If you have mist on a timer you can be a little more aggressive with cuttings. They will root much more quickly and easily. Normally the top portion is cut off with some roots and planted in a very well draining mix or sphagnum moss. Sometimes there are offsets form the mother plant that you can separate. I also do stem section cuttings. I will cut a section of stem into about 2” pieces, making sure there are at least two nodes and set each in its own pot sideways. This has worked out great for me, but this is best left for growing season. Another note… I have found that putting the new cuttings in a bit brighter light than you would normally grow Anthuriums in seems to aid in the success of rooting.
Anthuriums grow best in tropical areas or greenhouses. They really prefer to be warm for best growth. Temperatures in the 70-90 degree range are optimal. Anthuriums will not stand for freezing temps.
It is very important that Anthuriums are planted in a well draining soil mix. As with many aroids, they like lots of water, but they certainly don’t want to sit wet. A good rule of thumb is that if the soil is still wet from the last watering, it doesn’t need more water. That is the quickest way to rot them. Don’t be afraid to stick your finger in the soil a couple inches. It’s often dry on the surface but sopping wet in the middle. I love the large chunks of perlite and tree fern to add to a peat based mix for optimal drainage.
Another unusual thing about many climbing aroids is the absolutely amazing difference between an immature plant and a mature plant that is left to climb. Totems (or trees if you live in a warm area) are best. When I first started collecting aroids it occurred to me that I was repeatedly buying the same philodendron in different stages of maturity!
I’ve also found that Anthuriums, especially some of the large leaved varieties, love to have a nice totem and added sphagnum. Not only do they get larger leaves, but they can sometimes snap their own necks from the weight of their own leaves if they don’t have some support. If they were still growing in their native habitat, they would be climbing a tree with all kinds of leaves and other plants all around them for support.

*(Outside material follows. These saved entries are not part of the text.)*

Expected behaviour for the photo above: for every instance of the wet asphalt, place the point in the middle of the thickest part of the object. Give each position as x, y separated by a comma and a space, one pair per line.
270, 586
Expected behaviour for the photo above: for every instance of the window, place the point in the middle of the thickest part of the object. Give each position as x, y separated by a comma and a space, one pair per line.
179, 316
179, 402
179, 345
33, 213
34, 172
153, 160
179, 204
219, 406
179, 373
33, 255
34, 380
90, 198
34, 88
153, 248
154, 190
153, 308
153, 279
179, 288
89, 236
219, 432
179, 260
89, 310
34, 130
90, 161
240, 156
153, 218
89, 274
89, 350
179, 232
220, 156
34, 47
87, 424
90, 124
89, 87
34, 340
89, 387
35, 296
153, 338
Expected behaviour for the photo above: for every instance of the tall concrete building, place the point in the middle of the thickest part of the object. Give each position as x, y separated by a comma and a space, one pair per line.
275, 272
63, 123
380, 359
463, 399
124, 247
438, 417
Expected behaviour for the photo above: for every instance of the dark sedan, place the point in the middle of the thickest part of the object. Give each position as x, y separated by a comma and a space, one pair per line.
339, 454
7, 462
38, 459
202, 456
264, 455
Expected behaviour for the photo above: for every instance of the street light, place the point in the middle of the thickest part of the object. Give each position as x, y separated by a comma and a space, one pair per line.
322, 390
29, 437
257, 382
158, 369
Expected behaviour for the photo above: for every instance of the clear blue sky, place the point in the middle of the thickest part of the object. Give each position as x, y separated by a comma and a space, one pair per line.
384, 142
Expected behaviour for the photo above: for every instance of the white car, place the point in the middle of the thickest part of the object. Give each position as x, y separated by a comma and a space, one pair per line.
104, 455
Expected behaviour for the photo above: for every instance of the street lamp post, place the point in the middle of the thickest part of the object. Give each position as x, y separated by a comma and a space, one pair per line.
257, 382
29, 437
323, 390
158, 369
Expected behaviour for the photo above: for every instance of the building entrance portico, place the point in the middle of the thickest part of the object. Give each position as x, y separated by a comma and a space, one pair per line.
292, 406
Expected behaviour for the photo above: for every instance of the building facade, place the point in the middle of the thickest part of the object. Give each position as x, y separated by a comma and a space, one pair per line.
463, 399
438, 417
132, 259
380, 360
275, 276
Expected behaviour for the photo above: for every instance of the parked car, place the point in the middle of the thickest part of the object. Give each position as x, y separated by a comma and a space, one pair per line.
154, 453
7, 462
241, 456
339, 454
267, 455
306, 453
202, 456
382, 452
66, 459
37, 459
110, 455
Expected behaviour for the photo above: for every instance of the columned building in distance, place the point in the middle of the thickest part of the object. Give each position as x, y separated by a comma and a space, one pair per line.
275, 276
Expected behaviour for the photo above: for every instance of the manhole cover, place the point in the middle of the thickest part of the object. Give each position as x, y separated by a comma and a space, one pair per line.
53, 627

I usually use baskets with soil and moss packed around them for the hanging anthuriums. This gives them the room for the leaves to grow down while offering proper drainage. The roots will attach to the wood and hang out of the basket. They do well this way, but I find it a pain to repot them. I just usually repot the whole basket into the new one, so as not to disturb the roots. These species usually grow in trees or on the sides of cliffs. Being epiphytic, anthuriums really need proper air circulation as well.
I have a few species planted right in tree fern pots. These do great as long as they don’t dry out. Alternatively you can even set the pot in a shallow dish of water. A half inch is fine. This is called wicking, and as long as it is only a little water, they do great this way.